There are a number of reasons that data might go bad: sensor errors, data entry errors, lag spikes, filesystem corruption, and more. One thing is certain though: you don't want to make decisions based on bad data. What people will often do is do basic sanity checks. For example, if we have a record of someone checking _out_ of a hospital, we should have a record of them checking _in_ at some point earlier. Declaring these sanity checks is hard, but fixing violations is even harder. In this project, you will explore ways to safely defer repairing the data. Challenges include:
1. Deciding what types of sanity constraints you want to be able to support.
2. Interfacing with an existing database (Spark, SQLite, or Oracle) to identify sets of tuples that come together to violate a sanity constraint.
3. Using Mimir to warning users when a query result depends on a tuple that participates in a violation
4. Suggesting and ranking modifications that repair violations
Most probabilistic database systems aim to produce all possible results. A few, most notably [MCDB](http://dl.acm.org/citation.cfm?id=1376686), instead generate samples of possible results. The basic idea is to split the database into a fixed number (N) of _possible worlds_, and run the query on all N possible worlds in parallel. There are actually a few different ways to do this. Three relatively common examples include:
* **Naive**: Literally run N copies of the query and union the results at the end.
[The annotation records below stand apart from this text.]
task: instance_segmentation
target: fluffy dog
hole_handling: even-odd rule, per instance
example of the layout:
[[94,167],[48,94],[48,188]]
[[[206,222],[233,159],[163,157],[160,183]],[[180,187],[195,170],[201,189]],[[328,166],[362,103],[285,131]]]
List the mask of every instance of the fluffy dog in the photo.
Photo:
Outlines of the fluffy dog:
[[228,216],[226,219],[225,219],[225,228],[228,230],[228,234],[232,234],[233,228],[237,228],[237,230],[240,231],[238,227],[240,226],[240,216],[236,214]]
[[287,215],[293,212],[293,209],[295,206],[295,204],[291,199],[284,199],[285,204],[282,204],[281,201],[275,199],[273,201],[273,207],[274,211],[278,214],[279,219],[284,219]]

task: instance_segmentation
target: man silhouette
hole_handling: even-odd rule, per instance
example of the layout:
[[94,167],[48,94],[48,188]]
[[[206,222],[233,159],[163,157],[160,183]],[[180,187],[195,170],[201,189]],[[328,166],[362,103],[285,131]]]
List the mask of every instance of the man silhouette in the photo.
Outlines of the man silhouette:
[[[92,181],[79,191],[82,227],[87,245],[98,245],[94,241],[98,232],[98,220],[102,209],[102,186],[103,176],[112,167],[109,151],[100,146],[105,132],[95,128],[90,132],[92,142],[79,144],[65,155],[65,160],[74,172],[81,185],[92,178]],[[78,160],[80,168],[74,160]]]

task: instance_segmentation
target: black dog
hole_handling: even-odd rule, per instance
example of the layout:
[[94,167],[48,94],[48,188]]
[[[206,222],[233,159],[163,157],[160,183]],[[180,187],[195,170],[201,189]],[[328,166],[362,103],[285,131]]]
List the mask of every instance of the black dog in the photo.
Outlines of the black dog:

* **Interleave**: Tag each tuple with the possible world that it comes from, and then just run one query. Make sure the query ensures that tuples from different possible worlds can't interact (i.e., Joins always happen between tuples from the same world and the world becomes another group-by column)
* **Tuple Bundle**: Create mega-tuples, that represent alternative versions of the same tuple in different possible worlds. If an attribute value is the same in all possible worlds store only one copy of it. (See [MCDB](http://dl.acm.org/citation.cfm?id=1376686))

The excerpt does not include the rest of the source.